Monolord have never been a band that needs to reinvent themselves to stay relevant. Thirteen years in, the Swedish doom trio return with “Neverending” (out May 29th). It was produced by legendary engineer Sylvia Massy, whose credits include Tool, System of a Down, and Johnny Cash. That collaboration alone signals that Monolord were after something more deliberate this time — not louder, just more considered. As bassist Mika Häkki puts it: “We’ve looked back and seen for the first time how much we have done as a band collectively, and realized what an intense 13 years it has been.“
Massy’s production gives the album a clarity that lets every instrument breathe at its own pace. The guitars don’t simply fill the space. They echo through it, fading like sound carried off by wind. Then a riff pulls you back in, hitting harder for the quiet that came before. The bass sits at exactly the right level throughout. Sometimes it feeds quietly between the guitar lines. Other times it locks in with the heaviest riffs, giving them real weight. The drums carry the same careful restraint. At moments they almost disappear entirely, letting the guitar come forward. Then suddenly they return — with a technical precision that reminds you how much was holding everything together underneath.
Lyrically, this is Monolord‘s most personal record yet, according to guitarist and vocalist Thomas Jäger. You feel it in how the dynamics shift across the album. Tempo changes and mood pivots feel less like structural choices and more like emotional states moving through you. It’s almost as if the record is mapping out every facet of a single human day. The opener “Iodine” is a sophisticated, patient choice — it signals from the start that this record won’t be rushed. Then comes “You Bastard”. It tackles suicide from both angles — the perspective of those who leave and those left behind. The directness of it lands all the heavier for how plainly it’s delivered.
For me, though, track three is where the album finds its real centre. “Inside a Collider” runs just over eight minutes. Somewhere in the middle of it, I found myself in a completely different headspace — not just musically, but mentally. That’s a rare thing for a record to do, and it does it without fanfare. From that point on, “Neverending” settles into deep, heavy territory. The guitar work feels almost dictated by the drums. At times they step back and let the melody breathe. At other times they assert themselves with a technical precision that reframes everything around them.
Album closer “It’s Neverending” lands as a genuine surprise: it’s the first Monolord song that Jäger doesn’t sing on.
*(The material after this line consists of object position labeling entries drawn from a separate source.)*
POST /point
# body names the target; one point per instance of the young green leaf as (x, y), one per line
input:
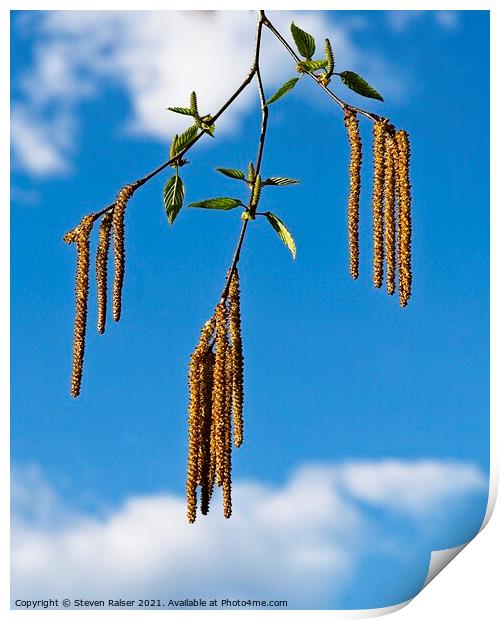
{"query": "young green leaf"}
(210, 129)
(311, 65)
(232, 173)
(185, 139)
(280, 181)
(330, 59)
(194, 105)
(224, 203)
(207, 126)
(185, 111)
(356, 83)
(173, 147)
(283, 232)
(304, 41)
(283, 90)
(173, 196)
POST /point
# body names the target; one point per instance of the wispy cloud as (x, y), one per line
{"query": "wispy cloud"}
(304, 541)
(400, 21)
(155, 59)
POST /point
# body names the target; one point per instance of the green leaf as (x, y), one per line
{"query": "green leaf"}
(232, 173)
(185, 111)
(283, 232)
(304, 41)
(280, 181)
(194, 105)
(311, 65)
(185, 139)
(330, 59)
(356, 83)
(223, 203)
(173, 147)
(173, 196)
(283, 90)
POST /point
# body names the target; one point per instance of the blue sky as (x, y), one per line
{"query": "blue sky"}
(338, 377)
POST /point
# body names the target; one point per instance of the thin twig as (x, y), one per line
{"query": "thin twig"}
(260, 150)
(253, 70)
(336, 98)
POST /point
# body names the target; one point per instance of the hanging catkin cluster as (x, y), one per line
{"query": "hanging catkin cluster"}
(80, 236)
(119, 247)
(112, 221)
(391, 193)
(352, 124)
(101, 269)
(215, 404)
(379, 131)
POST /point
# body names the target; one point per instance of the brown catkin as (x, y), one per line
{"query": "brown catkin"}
(195, 395)
(237, 357)
(101, 269)
(204, 459)
(389, 212)
(379, 132)
(119, 247)
(228, 388)
(80, 236)
(352, 124)
(218, 392)
(404, 216)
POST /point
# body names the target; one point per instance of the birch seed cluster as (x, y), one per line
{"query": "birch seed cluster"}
(215, 404)
(112, 223)
(215, 376)
(391, 204)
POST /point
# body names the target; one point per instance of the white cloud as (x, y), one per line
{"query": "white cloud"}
(302, 541)
(156, 58)
(400, 21)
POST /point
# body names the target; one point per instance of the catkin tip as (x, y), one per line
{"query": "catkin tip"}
(122, 199)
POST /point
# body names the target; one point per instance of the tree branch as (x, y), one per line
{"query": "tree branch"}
(332, 95)
(260, 149)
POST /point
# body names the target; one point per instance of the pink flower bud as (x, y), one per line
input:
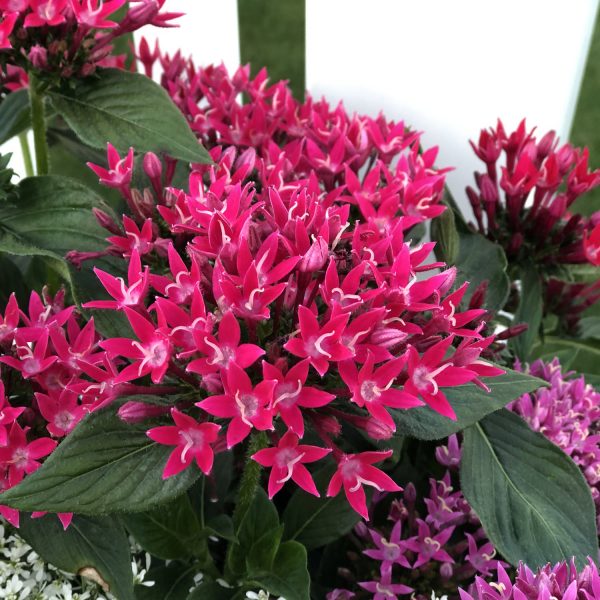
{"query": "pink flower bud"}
(152, 166)
(378, 430)
(38, 56)
(316, 257)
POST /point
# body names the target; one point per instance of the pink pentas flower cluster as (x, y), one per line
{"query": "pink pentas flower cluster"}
(69, 37)
(45, 352)
(524, 195)
(562, 581)
(568, 414)
(434, 542)
(289, 298)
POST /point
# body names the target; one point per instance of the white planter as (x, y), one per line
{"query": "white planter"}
(451, 68)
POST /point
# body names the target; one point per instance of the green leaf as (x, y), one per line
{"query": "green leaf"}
(530, 311)
(172, 582)
(210, 590)
(263, 551)
(10, 244)
(481, 260)
(128, 109)
(533, 501)
(103, 466)
(98, 543)
(221, 526)
(169, 532)
(14, 115)
(588, 352)
(289, 576)
(470, 403)
(260, 518)
(315, 522)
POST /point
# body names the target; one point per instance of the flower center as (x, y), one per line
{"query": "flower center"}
(369, 391)
(248, 406)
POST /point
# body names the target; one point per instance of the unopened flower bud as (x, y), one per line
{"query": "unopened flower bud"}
(38, 56)
(152, 166)
(446, 570)
(316, 257)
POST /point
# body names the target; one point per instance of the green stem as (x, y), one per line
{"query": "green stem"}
(26, 154)
(250, 478)
(38, 123)
(246, 493)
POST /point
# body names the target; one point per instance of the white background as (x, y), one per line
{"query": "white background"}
(448, 68)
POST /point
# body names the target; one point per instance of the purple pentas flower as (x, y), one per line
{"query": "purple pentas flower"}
(567, 413)
(562, 582)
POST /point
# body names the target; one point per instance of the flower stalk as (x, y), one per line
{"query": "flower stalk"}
(38, 123)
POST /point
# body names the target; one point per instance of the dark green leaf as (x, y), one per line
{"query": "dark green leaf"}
(14, 115)
(530, 311)
(103, 466)
(480, 260)
(470, 403)
(211, 590)
(289, 576)
(263, 551)
(445, 233)
(260, 518)
(128, 109)
(172, 582)
(315, 521)
(589, 328)
(221, 526)
(533, 501)
(98, 543)
(170, 531)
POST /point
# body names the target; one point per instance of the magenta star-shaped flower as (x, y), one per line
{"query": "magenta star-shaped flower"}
(286, 462)
(192, 441)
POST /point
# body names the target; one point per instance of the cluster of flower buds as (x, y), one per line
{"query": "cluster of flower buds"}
(280, 309)
(568, 414)
(68, 37)
(562, 581)
(296, 140)
(523, 198)
(434, 542)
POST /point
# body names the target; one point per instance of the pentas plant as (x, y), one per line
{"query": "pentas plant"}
(61, 38)
(568, 414)
(524, 201)
(430, 543)
(281, 308)
(251, 324)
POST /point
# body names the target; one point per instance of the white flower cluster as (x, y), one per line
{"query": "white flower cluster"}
(25, 576)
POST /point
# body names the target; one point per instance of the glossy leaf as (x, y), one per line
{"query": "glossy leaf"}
(533, 501)
(169, 532)
(98, 543)
(289, 575)
(103, 466)
(128, 109)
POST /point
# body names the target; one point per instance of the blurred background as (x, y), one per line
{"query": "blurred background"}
(448, 69)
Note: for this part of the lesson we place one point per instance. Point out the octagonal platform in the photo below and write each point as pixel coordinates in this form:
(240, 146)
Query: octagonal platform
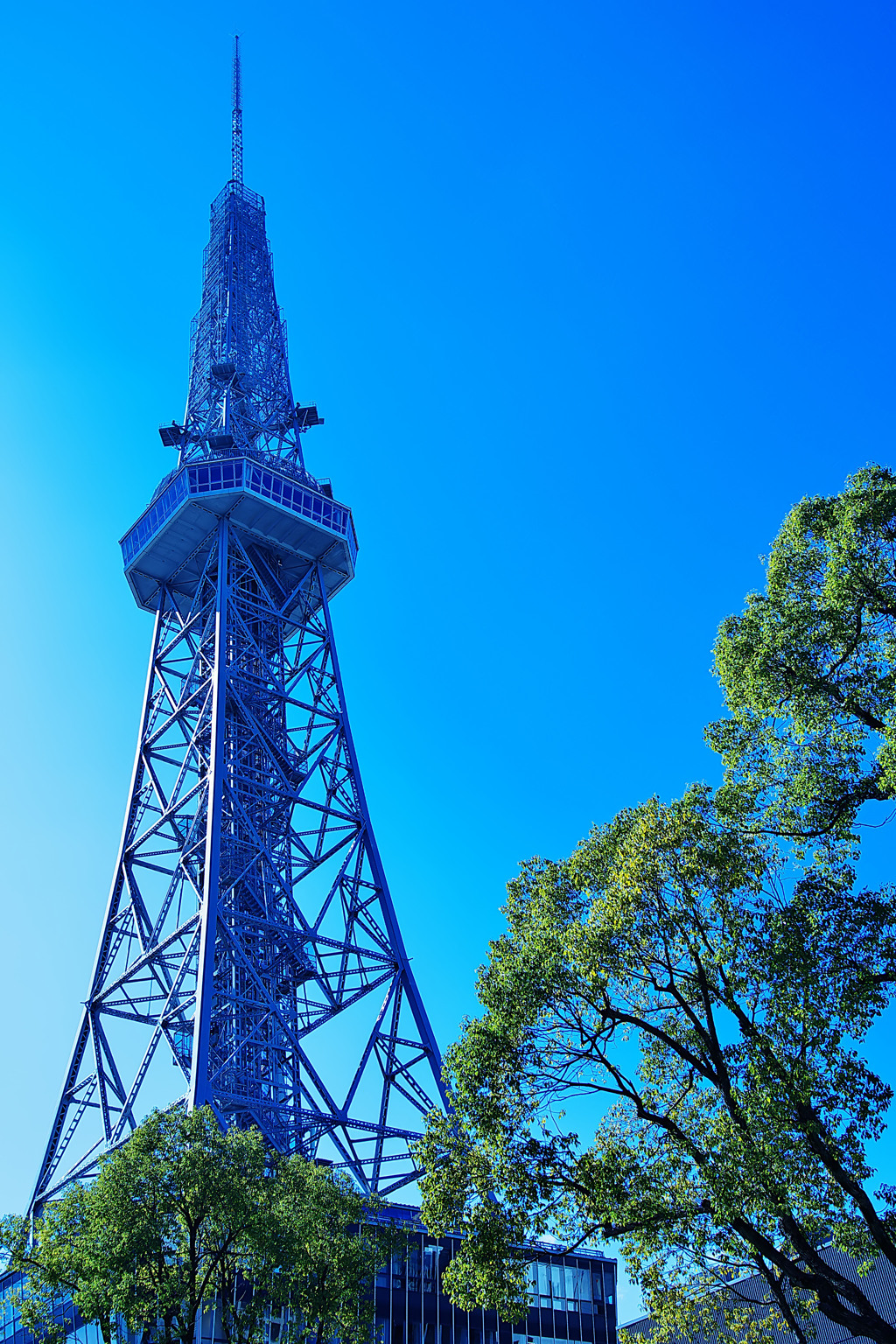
(170, 541)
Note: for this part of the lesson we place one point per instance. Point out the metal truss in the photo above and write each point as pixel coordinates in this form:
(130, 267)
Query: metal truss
(250, 937)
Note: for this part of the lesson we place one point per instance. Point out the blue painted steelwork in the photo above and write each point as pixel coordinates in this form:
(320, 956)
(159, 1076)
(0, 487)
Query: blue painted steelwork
(250, 938)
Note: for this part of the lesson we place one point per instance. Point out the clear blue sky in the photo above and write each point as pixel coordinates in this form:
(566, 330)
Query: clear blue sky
(589, 296)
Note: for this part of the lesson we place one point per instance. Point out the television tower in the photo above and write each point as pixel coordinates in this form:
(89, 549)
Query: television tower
(250, 938)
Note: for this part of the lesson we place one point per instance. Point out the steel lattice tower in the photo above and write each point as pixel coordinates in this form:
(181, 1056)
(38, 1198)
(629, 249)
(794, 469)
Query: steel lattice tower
(250, 938)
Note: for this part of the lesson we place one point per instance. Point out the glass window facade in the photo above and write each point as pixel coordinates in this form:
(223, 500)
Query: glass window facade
(570, 1300)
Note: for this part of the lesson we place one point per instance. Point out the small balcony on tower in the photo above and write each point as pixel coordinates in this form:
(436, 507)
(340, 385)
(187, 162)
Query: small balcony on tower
(298, 522)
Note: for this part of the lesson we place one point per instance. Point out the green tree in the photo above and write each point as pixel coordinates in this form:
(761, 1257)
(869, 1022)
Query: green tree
(808, 669)
(186, 1216)
(690, 987)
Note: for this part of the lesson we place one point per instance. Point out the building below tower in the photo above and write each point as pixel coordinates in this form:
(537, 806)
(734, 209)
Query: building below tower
(572, 1300)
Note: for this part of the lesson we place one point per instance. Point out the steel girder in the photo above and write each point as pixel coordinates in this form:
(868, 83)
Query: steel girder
(250, 937)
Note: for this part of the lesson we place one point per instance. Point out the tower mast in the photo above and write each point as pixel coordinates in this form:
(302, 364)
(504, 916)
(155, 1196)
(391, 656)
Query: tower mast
(236, 124)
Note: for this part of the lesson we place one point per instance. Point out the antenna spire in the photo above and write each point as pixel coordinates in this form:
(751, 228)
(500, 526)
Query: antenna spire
(236, 142)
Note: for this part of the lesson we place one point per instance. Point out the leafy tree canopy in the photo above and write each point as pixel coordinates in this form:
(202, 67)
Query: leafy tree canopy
(186, 1216)
(693, 988)
(808, 669)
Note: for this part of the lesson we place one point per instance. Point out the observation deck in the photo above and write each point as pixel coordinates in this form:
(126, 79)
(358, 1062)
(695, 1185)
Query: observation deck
(290, 515)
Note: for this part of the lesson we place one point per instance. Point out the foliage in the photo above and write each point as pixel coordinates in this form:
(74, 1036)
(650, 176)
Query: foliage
(692, 985)
(186, 1216)
(808, 669)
Instead, the death-metal vocals are handled by former Entombed bassist Jörgen Sandström — also of Grave, Domedagen, and Firespawn. The contrast with everything that came before is jarring in the best possible way. It closes the record on an unexpected note that somehow still feels like a natural conclusion.
“Neverending” is the sound of a band looking back over thirteen years. They’ve decided to be exactly, deliberately themselves — only a little deeper, and a little more honest about it.